Thanksgiving Day in Canada
Did you know that the first North American Thanksgiving didn’t involve Pilgrims, or a big ship called The Mayflower, or even take place in the United States? It’s true! In fact, the earliest-known version of Thanksgiving in North America actually took place in Canada more than forty years before the Pilgrims arrived in the New World.
In the 1570s, an English explorer named Sir Martin Frobisher made three voyages to North America. He was in search of an Arctic sailing route to the Far East and India called the Northwest Passage. Frobisher was the first European to sail into what would later be called “Frobisher Bay,” a large inlet on Baffin Island which is located between Greenland and mainland Canada. It was during the third trip in 1578, upon the expedition’s safe return to Newfoundland, that Frobisher and his men celebrated their good fortune with thanks.
In 1879, drawing on Frobisher’s history, as well as the Pilgrims’ 1621 harvest celebration, Parliament proclaimed that Canada would have a “day of General Thanksgiving” each year on the second Monday of October. In America, the shopping phenomenon of “Black Friday” occurs on the day after Thanksgiving, when people swarm the stores and shop for holiday sales. Canadians have those kinds of sales on the day after Christmas, December 26th, also known as Boxing Day.

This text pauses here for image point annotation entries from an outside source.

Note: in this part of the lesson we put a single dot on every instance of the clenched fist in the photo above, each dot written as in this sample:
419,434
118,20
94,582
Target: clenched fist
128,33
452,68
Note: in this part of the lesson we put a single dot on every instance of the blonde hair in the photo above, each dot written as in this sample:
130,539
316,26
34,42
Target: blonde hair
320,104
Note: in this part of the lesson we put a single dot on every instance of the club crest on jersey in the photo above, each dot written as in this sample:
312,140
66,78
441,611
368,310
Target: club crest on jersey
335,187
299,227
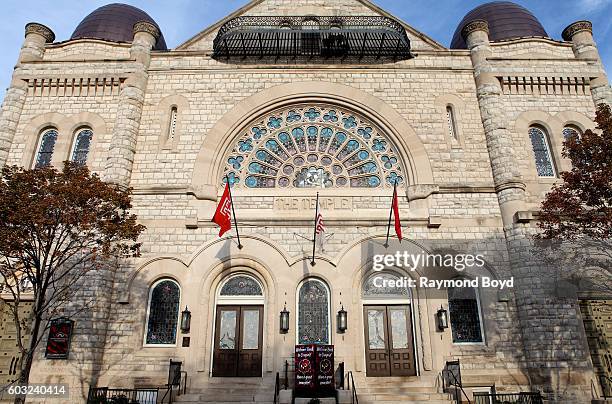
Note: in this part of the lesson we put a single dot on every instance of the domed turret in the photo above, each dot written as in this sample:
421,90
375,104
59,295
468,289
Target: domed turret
506,20
115,22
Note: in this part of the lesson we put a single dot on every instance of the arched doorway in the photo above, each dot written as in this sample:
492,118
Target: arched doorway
238,336
388,326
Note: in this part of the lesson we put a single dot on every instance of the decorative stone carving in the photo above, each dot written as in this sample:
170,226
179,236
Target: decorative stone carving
44,31
145,26
574,28
476,25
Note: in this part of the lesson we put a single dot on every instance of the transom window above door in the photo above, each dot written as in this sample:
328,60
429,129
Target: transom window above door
313,146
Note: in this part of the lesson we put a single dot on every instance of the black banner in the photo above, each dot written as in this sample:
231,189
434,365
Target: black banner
58,343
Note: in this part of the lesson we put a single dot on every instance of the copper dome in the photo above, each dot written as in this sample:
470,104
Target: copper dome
115,22
506,20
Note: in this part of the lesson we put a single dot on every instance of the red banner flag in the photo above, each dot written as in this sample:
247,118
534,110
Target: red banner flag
395,206
223,214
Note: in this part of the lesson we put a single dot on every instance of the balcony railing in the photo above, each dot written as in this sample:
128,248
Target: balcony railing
351,38
510,398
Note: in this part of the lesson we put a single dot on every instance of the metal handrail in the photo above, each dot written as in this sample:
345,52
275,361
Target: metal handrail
351,387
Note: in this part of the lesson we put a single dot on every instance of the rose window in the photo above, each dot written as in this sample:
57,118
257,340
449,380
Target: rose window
312,146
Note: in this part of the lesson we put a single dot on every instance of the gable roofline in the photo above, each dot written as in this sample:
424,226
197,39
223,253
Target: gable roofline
242,10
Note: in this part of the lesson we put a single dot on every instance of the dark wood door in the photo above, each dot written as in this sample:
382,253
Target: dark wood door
238,341
389,346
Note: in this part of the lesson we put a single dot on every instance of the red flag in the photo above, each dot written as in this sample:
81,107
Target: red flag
223,215
395,207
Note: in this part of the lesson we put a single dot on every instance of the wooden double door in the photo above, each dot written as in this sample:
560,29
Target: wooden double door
238,341
389,343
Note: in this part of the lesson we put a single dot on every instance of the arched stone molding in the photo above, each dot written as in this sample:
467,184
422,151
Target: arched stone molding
31,136
165,113
67,127
221,138
458,105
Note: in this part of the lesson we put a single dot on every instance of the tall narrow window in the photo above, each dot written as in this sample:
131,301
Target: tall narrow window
541,152
452,124
172,125
313,313
82,142
570,131
162,320
464,312
45,148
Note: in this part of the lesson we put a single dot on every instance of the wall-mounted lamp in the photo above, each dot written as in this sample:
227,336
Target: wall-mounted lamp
342,320
185,320
284,323
442,318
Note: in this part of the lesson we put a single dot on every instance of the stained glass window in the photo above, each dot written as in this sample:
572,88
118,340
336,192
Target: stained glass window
81,146
313,146
570,131
313,313
464,315
377,285
541,152
241,286
45,149
163,313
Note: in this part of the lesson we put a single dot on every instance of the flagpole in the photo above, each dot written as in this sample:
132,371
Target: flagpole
390,213
229,187
314,238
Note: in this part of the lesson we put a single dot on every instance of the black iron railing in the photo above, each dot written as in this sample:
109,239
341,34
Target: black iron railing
352,388
508,398
354,37
451,377
104,395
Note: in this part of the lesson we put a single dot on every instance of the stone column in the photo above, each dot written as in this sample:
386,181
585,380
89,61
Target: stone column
553,351
506,176
129,111
580,34
33,49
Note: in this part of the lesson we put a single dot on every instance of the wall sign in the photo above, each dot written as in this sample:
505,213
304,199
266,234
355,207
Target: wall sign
58,343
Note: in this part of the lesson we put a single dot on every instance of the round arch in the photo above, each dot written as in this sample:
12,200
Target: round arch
226,133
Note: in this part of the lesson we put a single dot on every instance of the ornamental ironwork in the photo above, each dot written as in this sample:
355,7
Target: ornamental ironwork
340,37
464,315
163,313
313,146
313,313
241,286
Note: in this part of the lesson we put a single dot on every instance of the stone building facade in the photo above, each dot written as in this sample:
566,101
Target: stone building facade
472,135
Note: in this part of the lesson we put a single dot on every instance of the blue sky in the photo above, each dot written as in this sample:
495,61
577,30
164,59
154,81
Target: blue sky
181,19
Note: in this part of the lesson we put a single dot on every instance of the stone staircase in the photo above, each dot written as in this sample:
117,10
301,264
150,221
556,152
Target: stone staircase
387,390
396,390
230,391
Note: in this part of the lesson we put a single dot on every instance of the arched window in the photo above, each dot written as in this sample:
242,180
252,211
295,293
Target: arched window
571,130
451,122
465,318
541,152
172,124
378,286
313,313
241,285
82,143
45,148
162,318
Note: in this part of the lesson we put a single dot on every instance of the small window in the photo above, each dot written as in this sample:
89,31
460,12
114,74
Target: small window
45,148
541,152
162,319
570,131
464,312
172,125
81,147
451,122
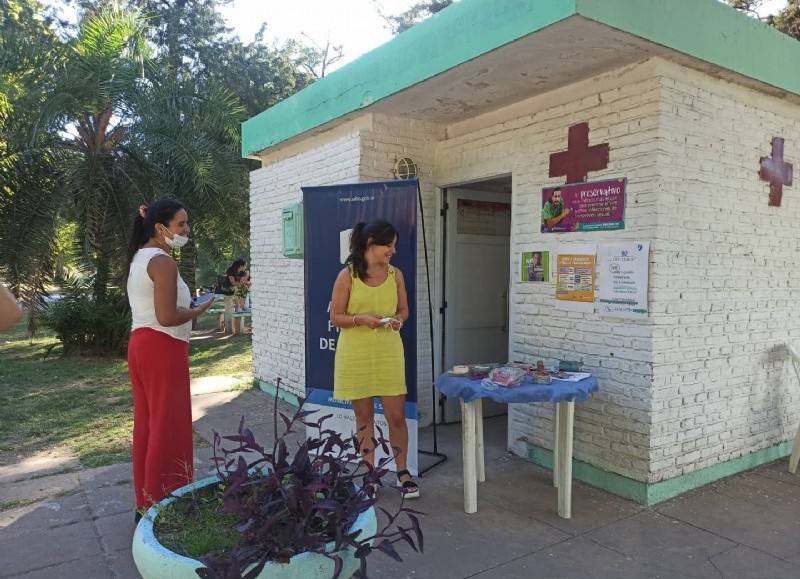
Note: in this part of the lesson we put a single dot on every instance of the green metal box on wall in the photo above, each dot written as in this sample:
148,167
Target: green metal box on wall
293,230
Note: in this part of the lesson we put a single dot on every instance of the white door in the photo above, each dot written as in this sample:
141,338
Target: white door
477,275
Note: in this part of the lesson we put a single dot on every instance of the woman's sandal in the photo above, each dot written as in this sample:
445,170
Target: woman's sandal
409,487
371,490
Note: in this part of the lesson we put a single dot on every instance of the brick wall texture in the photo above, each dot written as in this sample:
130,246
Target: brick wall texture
706,377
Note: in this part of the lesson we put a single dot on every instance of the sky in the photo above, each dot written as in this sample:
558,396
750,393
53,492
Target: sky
354,24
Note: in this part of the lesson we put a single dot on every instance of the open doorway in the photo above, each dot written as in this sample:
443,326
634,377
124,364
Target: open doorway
477,241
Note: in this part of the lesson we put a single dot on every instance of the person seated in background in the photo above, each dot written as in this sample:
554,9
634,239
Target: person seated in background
239,278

Despite the differences between the two Thanksgivings, what Canadians and Americans do agree on is the food! In both countries, families gather to eat pumpkin pie, mashed potatoes and lots and lots of turkey. French-speaking Montréal is one exception, though. Thanksgiving is called “action de grâce” and the celebratory meal is quite different. You are more likely to find smoked mackerel on the tables there than turkey. The mackerel can be folded into warm potato salad, formed into cakes and topped with tartar sauce, puréed into pâté, or served on toast with cream cheese and pickled onions.
This year we suggest adding smoked mackerel to your family’s usual Thanksgiving menu!